Dan, Powlison does in fact address the two instances you raised of the demoniac who cut himself and the slave girl out of whom Paul cast the divining spirit. I considered including that paragraph in my post but in the interest of time, decided against it. So, here's what he has to say:

"But [in the case of the demoniac] Scripture emphasizes his bizarre behavior and restless sense of torment. He might have been socially unacceptable, demented, and miserable, but is Scripture emphasizing his sinfulness? Did the demons have as a "ground" some sin pattern in him or his family? In no place does the Bible warrant such speculations about why this man - or anyone -suffers a case of demons. In the case of the slave girl, Scritpure emphasizes how annoying the girl's truth-speaking eventually became, but assigns no moral evaluation. Obnoscious behavior is probably not always sinful."

Powlison goes on to state that Scripture nowhere identifies sin as the cause of demonization.

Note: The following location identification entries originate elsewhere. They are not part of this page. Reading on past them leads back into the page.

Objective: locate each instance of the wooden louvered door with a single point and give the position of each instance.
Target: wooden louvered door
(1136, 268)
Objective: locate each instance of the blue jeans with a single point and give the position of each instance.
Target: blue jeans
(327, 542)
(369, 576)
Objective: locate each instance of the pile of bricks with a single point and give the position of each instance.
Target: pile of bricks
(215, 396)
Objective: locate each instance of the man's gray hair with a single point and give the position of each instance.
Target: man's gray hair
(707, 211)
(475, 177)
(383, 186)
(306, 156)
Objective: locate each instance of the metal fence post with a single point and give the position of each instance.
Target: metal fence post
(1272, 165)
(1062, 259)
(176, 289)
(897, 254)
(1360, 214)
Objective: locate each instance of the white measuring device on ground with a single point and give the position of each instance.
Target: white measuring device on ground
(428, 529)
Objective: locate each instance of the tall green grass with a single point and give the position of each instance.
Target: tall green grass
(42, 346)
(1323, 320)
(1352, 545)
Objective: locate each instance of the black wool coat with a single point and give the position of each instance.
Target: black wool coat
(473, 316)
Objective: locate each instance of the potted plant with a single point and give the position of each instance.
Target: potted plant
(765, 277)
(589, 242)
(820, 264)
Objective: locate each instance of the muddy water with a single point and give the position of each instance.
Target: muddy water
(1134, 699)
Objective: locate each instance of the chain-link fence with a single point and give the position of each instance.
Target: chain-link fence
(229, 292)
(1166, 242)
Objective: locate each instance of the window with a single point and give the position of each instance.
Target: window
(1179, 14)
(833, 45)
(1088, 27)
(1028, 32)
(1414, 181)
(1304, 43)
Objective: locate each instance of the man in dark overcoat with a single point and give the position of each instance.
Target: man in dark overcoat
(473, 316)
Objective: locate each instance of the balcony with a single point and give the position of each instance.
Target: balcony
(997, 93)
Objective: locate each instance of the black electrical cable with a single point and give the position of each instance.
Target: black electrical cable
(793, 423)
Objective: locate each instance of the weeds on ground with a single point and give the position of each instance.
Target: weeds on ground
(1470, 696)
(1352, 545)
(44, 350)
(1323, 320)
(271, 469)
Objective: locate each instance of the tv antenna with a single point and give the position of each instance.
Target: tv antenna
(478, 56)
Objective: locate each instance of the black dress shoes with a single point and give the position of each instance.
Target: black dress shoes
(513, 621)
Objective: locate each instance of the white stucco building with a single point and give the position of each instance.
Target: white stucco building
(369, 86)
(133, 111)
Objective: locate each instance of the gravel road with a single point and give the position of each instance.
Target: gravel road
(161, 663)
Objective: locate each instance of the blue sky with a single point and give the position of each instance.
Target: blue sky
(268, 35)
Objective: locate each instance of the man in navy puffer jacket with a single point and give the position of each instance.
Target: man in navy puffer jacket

What Powlison is reacting acting against is the trend in so much popular literature about spiritual warfare towards accounting for sinful patterns in terms of demonization. Peronsally, I think the Christian proneness to explain horrendous acts in terms of demonic activity is the spiritualized counterpart to the secularized medicalization of evil. Both are void of a robust doctrine of depravity and the fallen heart's capacity for inventing evils.

Again, I wish Powlison's book were more readily (and inexpensively) available as it would be good to read through and discuss it with others.

3:14 PM, November 07, 2005  
Blogger Milton Stanley said...

Thanks, Keith, good insights viz. the parallel between blaming egregious sin on either demons or medical issues.